Je sonne et la porte s'ouvre sur la salle d'attente. « Ahhh, ça pue la fleur moisie ici ? » « mais c'est quoi cet endroit ! », « mais maman on est dans une sorte de musée ou quoi ? ». « Et dire qu'on doit rester 3 fois 15 minutes, ce qui fait 45 minutes ! Comme si on n'avait pas des choses plus intéressantes à faire ! ». Je fais les gros yeux pour qu'ils se taisent. Impossible. La statue argentée d'un homme qui ressemble à un cerf est trop tentante à toucher. Et ces longues tiges à côté de la porte du docteur, ça ressemble à des ongles de sorcières. Dégoutant. Une porte avec un panneau privé, c'est certain que là derrière, il doit y avoir des trucs intéressants. Je les oblige à s'asseoir, priant pour ne pas devoir attendre trop longtemps au risque de voir le bel homme-cerf par terre.

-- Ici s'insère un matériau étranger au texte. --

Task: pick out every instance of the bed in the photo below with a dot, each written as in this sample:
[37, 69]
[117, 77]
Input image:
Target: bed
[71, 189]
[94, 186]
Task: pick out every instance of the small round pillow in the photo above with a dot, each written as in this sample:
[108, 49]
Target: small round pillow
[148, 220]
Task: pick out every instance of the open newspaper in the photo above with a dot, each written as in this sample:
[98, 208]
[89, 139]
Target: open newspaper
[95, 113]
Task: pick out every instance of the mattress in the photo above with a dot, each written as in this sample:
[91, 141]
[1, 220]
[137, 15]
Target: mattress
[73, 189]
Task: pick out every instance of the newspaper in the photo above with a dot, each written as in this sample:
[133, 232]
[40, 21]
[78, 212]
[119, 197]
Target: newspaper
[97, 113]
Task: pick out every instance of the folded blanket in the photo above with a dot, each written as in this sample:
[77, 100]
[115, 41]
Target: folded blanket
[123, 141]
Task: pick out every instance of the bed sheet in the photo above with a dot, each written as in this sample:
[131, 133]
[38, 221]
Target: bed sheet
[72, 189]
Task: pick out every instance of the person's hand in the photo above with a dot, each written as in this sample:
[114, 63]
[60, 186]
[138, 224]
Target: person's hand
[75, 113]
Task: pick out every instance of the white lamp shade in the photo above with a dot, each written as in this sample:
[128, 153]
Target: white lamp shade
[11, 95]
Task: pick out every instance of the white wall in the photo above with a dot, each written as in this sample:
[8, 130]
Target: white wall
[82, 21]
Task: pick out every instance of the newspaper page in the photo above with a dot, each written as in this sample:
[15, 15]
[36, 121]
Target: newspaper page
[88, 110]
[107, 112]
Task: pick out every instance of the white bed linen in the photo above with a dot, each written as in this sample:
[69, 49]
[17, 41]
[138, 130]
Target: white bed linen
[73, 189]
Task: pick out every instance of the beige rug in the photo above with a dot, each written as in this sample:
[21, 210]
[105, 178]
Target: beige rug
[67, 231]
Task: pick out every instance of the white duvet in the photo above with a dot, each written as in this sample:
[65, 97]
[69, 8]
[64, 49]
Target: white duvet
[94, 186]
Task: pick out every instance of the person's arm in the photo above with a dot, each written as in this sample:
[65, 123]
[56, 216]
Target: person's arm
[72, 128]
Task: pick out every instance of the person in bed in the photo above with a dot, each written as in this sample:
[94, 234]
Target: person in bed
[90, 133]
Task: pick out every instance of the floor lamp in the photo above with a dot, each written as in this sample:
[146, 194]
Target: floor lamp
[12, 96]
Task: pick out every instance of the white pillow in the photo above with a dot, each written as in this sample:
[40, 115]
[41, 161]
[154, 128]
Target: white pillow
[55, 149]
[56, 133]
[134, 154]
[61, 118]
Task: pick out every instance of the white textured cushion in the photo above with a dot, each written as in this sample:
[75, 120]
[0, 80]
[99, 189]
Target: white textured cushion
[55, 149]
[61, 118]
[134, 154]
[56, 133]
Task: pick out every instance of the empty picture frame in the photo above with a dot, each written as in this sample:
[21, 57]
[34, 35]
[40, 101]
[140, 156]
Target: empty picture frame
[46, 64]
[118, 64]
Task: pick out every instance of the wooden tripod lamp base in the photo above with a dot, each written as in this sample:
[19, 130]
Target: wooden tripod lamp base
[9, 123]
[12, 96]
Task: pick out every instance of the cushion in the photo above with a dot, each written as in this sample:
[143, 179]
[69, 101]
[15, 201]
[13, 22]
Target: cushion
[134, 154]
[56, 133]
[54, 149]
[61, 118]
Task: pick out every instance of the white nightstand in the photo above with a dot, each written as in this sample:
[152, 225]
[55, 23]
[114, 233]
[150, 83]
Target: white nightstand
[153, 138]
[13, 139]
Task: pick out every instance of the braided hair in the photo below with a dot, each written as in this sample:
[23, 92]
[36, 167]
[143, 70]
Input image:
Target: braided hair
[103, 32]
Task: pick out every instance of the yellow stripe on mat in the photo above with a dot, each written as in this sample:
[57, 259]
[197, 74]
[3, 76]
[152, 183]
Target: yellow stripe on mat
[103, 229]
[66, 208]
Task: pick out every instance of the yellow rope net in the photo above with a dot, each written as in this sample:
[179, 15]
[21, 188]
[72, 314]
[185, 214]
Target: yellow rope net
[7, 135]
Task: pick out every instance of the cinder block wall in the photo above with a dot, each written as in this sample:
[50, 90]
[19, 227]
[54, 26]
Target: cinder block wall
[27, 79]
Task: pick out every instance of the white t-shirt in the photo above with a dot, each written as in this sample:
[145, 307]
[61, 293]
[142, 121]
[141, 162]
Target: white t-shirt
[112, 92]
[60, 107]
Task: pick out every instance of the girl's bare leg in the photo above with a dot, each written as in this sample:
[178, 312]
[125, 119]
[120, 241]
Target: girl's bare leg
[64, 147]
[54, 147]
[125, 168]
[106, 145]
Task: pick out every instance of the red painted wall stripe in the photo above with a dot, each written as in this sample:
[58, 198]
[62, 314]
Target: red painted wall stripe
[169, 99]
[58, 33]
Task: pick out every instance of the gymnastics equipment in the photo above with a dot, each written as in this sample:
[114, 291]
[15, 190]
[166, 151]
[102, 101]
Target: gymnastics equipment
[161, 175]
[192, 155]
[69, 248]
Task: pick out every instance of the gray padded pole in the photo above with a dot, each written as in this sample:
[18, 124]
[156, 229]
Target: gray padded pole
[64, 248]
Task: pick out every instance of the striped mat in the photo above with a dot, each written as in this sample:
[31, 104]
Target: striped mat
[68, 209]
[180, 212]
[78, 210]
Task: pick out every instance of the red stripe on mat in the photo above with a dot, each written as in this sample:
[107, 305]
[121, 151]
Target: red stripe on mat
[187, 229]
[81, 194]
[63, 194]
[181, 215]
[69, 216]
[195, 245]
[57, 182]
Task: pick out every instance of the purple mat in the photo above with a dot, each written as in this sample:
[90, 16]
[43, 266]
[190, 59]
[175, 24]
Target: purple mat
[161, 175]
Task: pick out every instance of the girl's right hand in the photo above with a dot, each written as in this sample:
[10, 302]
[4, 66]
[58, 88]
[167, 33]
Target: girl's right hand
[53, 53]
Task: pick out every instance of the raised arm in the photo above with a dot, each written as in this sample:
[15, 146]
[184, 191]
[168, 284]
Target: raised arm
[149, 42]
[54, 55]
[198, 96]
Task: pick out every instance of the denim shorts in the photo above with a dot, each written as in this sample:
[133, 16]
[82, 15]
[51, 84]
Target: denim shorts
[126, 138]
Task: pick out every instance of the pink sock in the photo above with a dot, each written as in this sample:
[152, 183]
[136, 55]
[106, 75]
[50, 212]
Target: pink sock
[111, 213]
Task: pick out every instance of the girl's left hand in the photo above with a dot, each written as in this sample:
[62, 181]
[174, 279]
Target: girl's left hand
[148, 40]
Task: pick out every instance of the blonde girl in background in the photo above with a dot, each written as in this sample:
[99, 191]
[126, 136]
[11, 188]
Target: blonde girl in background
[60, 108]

Ouf, c'est à notre tour. Ils s'engouffrent dans le cabinet comme s'ils allaient à la cour de récréation. Nous ne sommes pas au cirque malheureusement. Ils espéraient peut-être voir un éléphant rose. Il n'y a qu'un beau bureau en acajou et une table d'auscultation. Il y règne une atmosphère feng shui ou plutôt, il y régnait une atmosphère feng shui il y a 30 secondes.

Le médecin commence par la plus jeune. Il lui demande sa date de naissance. « Je suis née en 2010 ». Mais peut-elle préciser le jour ? Du haut de ses 8 ans, elle le regarde comme si elle avait affaire un à parfait ignare et lui répond. «Ben, un mercredi, un jeudi,… je ne sais pas moi docteur ! Chaque année ce jour change ! Vous le savez non ?». J'ai l'impression de recevoir un seau d'eau froide sur la tête. Le médecin ne bouge pas. Je fais semblant de ne pas avoir compris et je réponds : le 29 mars. « Mais maman, le 29 mars est une date pas un jour ».

Bon, là, je pense que le pire est passé. Je me détends un peu. La petite saute sur la table d'auscultation et se couche sur le dos, comme demandé. Elle soulève son t-shirt et dit d'une manière tout à fait théâtrale : « voilà, je suis prête pour recevoir le bébé ». J'avale de travers. La honte totale s'abat sur moi. Les deux autres éclatent de rire. Le médecin, toujours silencieux, regarde ses pieds puis lui demande de se mettre debout sur un cube transparent. « Eh, regardez, je vole ». Je me fâche pour qu'elle arrête d'agiter ses bras comme un gros oiseau qui apprendrait trop tard à voler. Les deux autres sont toujours morts de rire, pensant au bébé qu'elle pourrait recevoir d'un orthopédiste aux chaussures qui reluisent et à la chemise bien ajustée. Quand est-ce que mon calvaire va finir ? La petite, c'est terminé.

Au tour du deuxième. Son prénom ? Il s'appelle Soprano et est né en 2017 évidemment. Je vois le médecin s'impatienter. « Serait-il possible d'être un peu sérieux? » Je fais mes grands yeux encore plus grands. Voilà qu'il veut aussi voler. Oui, il fait du basket. Non, il n'a pas mal aux pieds parce qu'il a des chaussures spéciales qui sautent. Je respire. C'est presque fini.

La troisième devrait être plus sage. Elle n'arrête pas de rigoler, agitée par un fou rire qui ne veut pas s'arrêter. Elle n'arrive pas à rester droite tellement son corps rigole. Le médecin parle de plus en plus sèchement. Je tape sur sa jambe pour qu'elle arrête de rigoler.

Ouf, soulagement, c'est terminé. Le médecin rédige le papier pour le remboursement. Ils remettent leurs chaussures. La petite commence à me parler, comme si le médecin était parti à 2 kilomètres. « Maman, ce docteur est très intelligent ! Il sait plein de trucs. Ca doit être comme un super héro. Tu sais, j'aime beaucoup ce docteur. C'est quand qu'on peut revenir ? ». Je vois le visage soulagé du médecin me dire que tout va bien, qu'ils ne doivent absolument, mais absolument pas revenir.